I wrote maybe 10k last year and have written maybe a thousand this year as it’s getting increasingly difficult for me to find things I enjoy writing in order to fill the gaps. Today was the first time I wrote something in a couple weeks. I wrote about two notebook pages (idk wordcount) for an important scene, but it was like pulling teeth to just get that much done—and I haven’t even gotten to the important part yet. I know it’s good that I got two more pages down, but even doing that little was more effort than it’s worth and I’m barely marginally closer to having my story done. No plot or character development happened, the main stuff I’m missing to make this a complete narrative, and when I try to coax myself into writing the (plot) stuff I really don’t like writing, I’m not even able to get that far. It feels like there’s nothing left in the story I could enjoy writing, so I’m either left with an incomplete book I’ll never be able to read in full (let alone the entire trilogy) or spend years painstakingly writing stuff I don’t enjoy.

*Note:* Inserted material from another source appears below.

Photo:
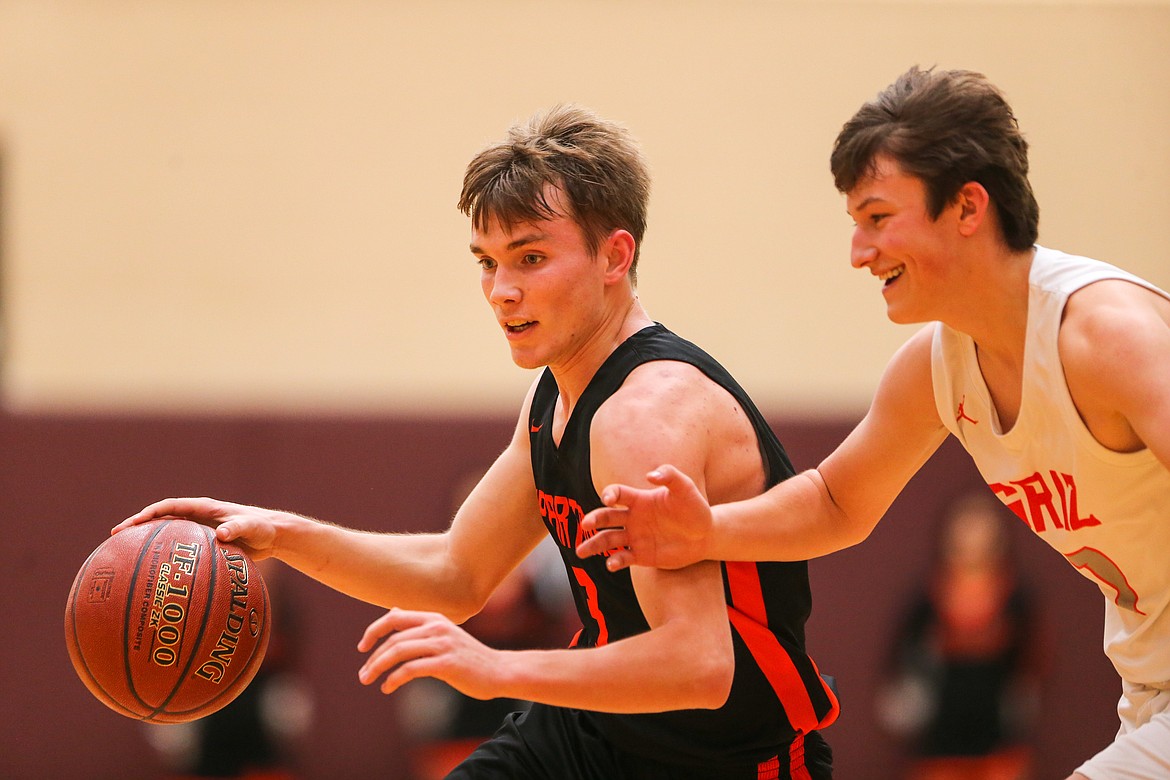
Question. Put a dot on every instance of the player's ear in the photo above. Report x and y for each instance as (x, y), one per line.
(972, 201)
(618, 253)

I wish I could be like King or Sanderson and be able to spend hours writing and creating stories for the fun/love of it, but I’ve long realized that’s not me. Years ago I acknowledged that writing other/different stories wouldn’t work out and this is the only story for me, but I just wish I could have it done so I could relax and read it. Skipping around and writing the shiny scenes are the only way I could’ve gotten these ~140k words, so I don’t regret it, but if I already ate the handful of dessert and all that’s left is the mounds upon mounds of vegetables, I’m not sure if I should just go to bed hungry and call it a loss.